The mean systemic exposure (Cmax and AUC0-12) in female SAR patients following multiple administration of olopatadine was 40% and 27% higher, respectively than those values observed in male SAR patients.  

Race:

The effects of race on olopatadine pharmacokinetics have not been adequately investigated.

Age:

Pediatric Patients 6 to 11 Years of Age: The systemic pharmacokinetics of olopatadine, olopatadine N-oxide and N-desmethyl olopatadine in patients 6 through 11 years of age were characterized using data from 42 pediatric patients administered olopatadine hydrochloride nasal solution (nasal spray), one spray per nostril twice daily for a minimum of 14 days. The mean Cmax (15.4 ± 7.3 ng/mL) of olopatadine was approximately 2-fold less than was comparable to that observed in adults (78.0 ± 13.9 ng·h/mL). The Cmax and AUC0-12 of olopatadine N-oxide were comparable to that observed in adults. The Cmax and AUC0-12 of N-desmethyl olopatadine are approximately 18% and 37% higher than that observed in adults, respectively.

Pediatric Patients 2 to 5 Years of Age: The systemic pharmacokinetics of olopatadine, olopatadine N-oxide, and N-desmethyl olopatadine were characterized using population pharmacokinetic methods applied to sparse data (approximately 5 samples per patient) obtained from 66 pediatric patients (2 to less than 6 years of age) administered one-half the recommended adult dose (1 spray per nostril) of olopatadine hydrochloride nasal solution (nasal spray) twice daily for a minimum of 14 days. The mean Cmax and AUC0-12 of olopatadine were 13.4 ± 4.6 ng/mL and 75.0± 26.4 ng*hr/mL respectively. The mean Cmax and AUC0-12 of olopatadine N-oxide and N-desmethyl olopatadine were similar to that of patients 6 to 11 years of age.

Drug Interaction Studies

Drug interactions with inhibitors of liver enzymes are not anticipated because olopatadine is eliminated predominantly by renal excretion. Olopatadine did not inhibit the in vitro metabolism of specific substrates for CYP1A2, CYP2C9, CYP2C19, CYP2D6, CYP2E1 and CYP3A4. Based on these data, drug interactions involving P450 inhibition are not expected. Due to the modest protein binding of olopatadine (55%), drug interactions through displacement from plasma proteins are also not expected.

Nonclinical Toxicology

Carcinogenesis, Mutagenesis, Impairment of Fertility

Olopatadine administered orally was not carcinogenic in mice and rats at doses of up to 500 mg/kg/day and 200 mg/kg/day, respectively (approximately 420 and 340 times the MRHD for adults and adolescents ≥12 years of age and 500 and 400 times the MRHD for children 6-11 years of age by intranasal administration on a mg/m2 basis, respectively).
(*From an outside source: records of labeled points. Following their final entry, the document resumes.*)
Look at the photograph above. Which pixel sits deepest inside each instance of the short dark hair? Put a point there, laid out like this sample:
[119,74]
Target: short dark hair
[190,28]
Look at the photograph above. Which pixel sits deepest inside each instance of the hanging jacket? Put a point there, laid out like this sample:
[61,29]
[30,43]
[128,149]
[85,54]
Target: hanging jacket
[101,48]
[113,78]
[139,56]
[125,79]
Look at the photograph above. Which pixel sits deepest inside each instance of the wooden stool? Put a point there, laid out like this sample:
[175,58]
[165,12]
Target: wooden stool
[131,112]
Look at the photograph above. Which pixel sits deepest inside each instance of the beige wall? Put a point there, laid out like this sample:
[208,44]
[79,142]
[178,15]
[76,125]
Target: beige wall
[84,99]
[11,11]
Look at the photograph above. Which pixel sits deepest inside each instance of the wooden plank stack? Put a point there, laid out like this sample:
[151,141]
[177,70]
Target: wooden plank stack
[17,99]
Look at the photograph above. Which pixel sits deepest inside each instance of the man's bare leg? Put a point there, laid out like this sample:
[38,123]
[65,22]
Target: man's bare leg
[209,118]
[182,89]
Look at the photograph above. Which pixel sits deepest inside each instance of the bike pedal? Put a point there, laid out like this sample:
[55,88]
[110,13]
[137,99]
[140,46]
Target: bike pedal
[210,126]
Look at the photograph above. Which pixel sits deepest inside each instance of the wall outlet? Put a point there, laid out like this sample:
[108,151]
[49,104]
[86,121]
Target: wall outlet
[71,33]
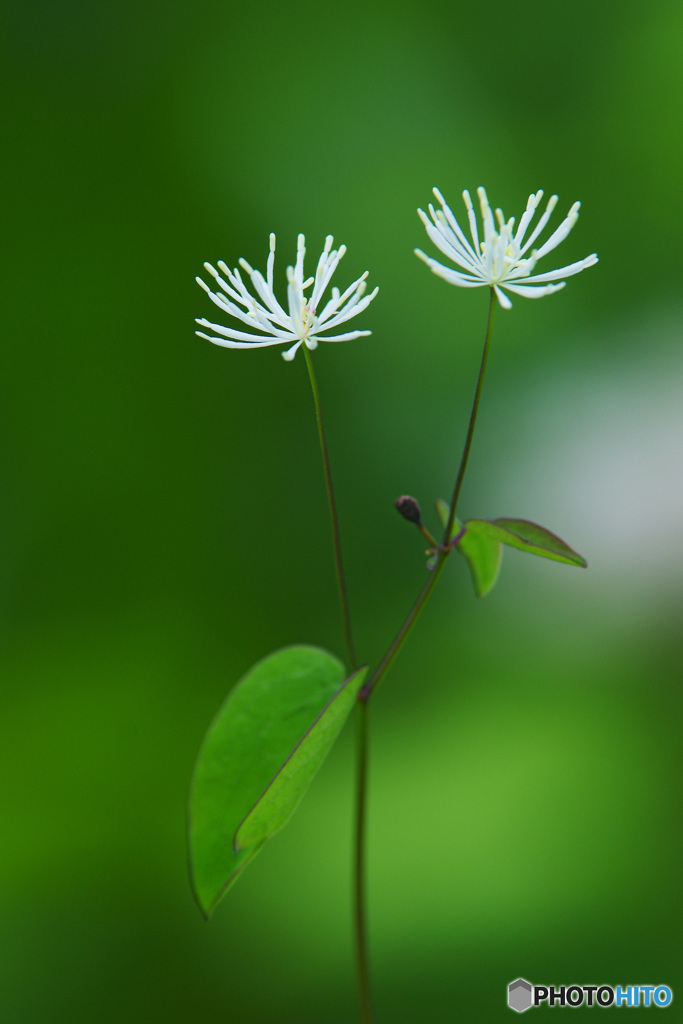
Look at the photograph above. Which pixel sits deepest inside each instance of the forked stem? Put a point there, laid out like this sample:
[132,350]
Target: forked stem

There was no evidence of genotoxicity when olopatadine was tested in an in vitro bacteria reverse mutation test (Ames), an in vitro mammalian chromosome aberration assay or an in vivo mouse micronucleus test.
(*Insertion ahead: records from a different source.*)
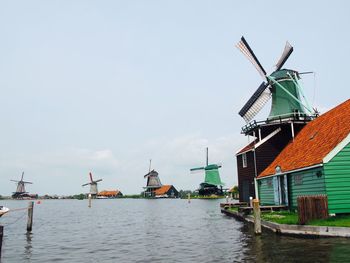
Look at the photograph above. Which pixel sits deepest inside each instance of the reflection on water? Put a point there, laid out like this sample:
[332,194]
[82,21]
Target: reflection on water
[128,230]
[28,246]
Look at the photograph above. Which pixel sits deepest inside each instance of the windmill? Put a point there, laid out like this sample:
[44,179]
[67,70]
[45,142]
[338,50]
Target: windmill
[153,181]
[212,180]
[282,85]
[93,185]
[20,190]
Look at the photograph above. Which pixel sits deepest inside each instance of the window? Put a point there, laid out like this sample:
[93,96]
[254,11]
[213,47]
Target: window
[298,179]
[244,160]
[269,182]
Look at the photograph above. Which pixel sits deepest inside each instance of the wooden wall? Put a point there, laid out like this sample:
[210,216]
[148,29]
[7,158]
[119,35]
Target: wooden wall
[337,177]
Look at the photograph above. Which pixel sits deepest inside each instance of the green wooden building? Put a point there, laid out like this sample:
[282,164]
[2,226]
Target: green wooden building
[317,161]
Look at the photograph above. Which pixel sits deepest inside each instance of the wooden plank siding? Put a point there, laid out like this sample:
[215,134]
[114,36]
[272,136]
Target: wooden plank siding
[337,177]
[246,177]
[265,154]
[266,194]
[305,183]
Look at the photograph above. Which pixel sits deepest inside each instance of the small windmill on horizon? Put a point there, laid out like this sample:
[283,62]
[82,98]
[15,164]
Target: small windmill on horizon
[212,184]
[20,190]
[93,185]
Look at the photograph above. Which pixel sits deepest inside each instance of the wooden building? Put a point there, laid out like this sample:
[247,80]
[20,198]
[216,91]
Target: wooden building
[317,161]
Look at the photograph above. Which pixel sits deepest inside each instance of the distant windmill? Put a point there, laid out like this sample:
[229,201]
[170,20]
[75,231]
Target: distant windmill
[153,181]
[20,190]
[212,180]
[93,185]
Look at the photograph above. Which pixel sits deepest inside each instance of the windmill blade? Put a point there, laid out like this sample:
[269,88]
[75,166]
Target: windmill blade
[288,49]
[244,47]
[256,102]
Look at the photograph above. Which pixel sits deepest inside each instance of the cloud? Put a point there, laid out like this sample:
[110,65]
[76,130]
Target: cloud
[63,171]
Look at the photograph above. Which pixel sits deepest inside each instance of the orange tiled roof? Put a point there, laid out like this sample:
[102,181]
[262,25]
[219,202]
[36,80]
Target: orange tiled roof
[109,193]
[162,190]
[314,141]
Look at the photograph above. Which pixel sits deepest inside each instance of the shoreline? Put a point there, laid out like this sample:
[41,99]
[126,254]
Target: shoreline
[293,230]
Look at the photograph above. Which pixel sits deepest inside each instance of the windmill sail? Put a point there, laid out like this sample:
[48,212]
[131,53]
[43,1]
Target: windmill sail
[256,102]
[288,49]
[244,47]
[212,175]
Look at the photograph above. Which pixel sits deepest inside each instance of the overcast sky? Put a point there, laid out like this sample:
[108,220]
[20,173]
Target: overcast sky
[103,86]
Olopatadine administered orally to male and female rats at dose of 400 mg/kg/day, (approximately 680 times the MRHD for adults on a mg/m2 basis) resulted in a decrease in the fertility index and reduced implantation rate. No effects on fertility were observed at dose of 50 mg/kg/day (approximately 85 times the MRHD for adults on a mg/m2 basis).

Animal Toxicology

Reproductive Toxicology Studies

Olopatadine was not teratogenic in rabbits and rats at oral doses of up to 400 or 600 mg/kg/day, respectively (approximately 1,400 and 1,000 times the MRHD for adults on a mg/m2 basis, respectively). However, a decrease in the number of live fetuses was observed in rabbits at the oral olopatadine doses of 25 mg/kg (approximately 88 times the MRHD for adults on a mg/m2 basis) and above, and in rats at oral doses of 60 mg/kg (approximately 100 times the MRHD for adults on a mg/m2 basis) and above. In rats, viability and body weights of pups were reduced on day 4 post partum at the oral doses of 60 mg/kg (approximately 100 times the MRHD for adults on a mg/m2 basis) and above, but no effect on viability was observed at the dose of 20 mg/kg (approximately 35 times the MRHD for adults on a mg/m2 basis).  

Clinical Studies

Adult and Adolescent Patients 12 Years of Age and Older

The efficacy and safety of olopatadine hydrochloride nasal solution (nasal spray) were evaluated in three randomized, double blind, parallel group, multicenter, placebo (vehicle nasal spray)-controlled clinical trials of 2 weeks duration in adult and adolescent patients, 12 years of age and older with symptoms of seasonal allergic rhinitis. The three clinical trials were conducted in the United States and included 1,598 patients (556 males, and 1,042 females) 12 years of age and older. In these three trials 587 patients were treated with olopatadine hydrochloride nasal solution (nasal spray) 0.6%, 418 patients were treated with olopatadine hydrochloride nasal solution (nasal spray) 0.4% and 593 patients were treated with vehicle nasal spray. Assessment of efficacy was based on patient recording of 4 individual nasal symptoms (nasal congestion, rhinorrhea, itchy nose, and sneezing) on a 0 to 3 categorical severity scale (0 = absent, 1 = mild, 2 = moderate, 3 = severe) as reflective or instantaneous scores. Reflective scoring required patients to record symptom severity over the previous 12 hours; the instantaneous scoring required patients to record symptom severity at the time of recording. The primary efficacy endpoint was the difference from placebo in the percent change from baseline in the average of morning and evening reflective total nasal symptom score (rTNSS) averaged for the 2-week treatment period. In all 3 trials, patients treated with olopatadine hydrochloride nasal solution (nasal spray), two sprays per nostril, twice-daily, exhibited statistically significantly greater decreases in rTNSS compared to vehicle nasal spray. Results for the rTNSS from two representative trials are shown in Table 3.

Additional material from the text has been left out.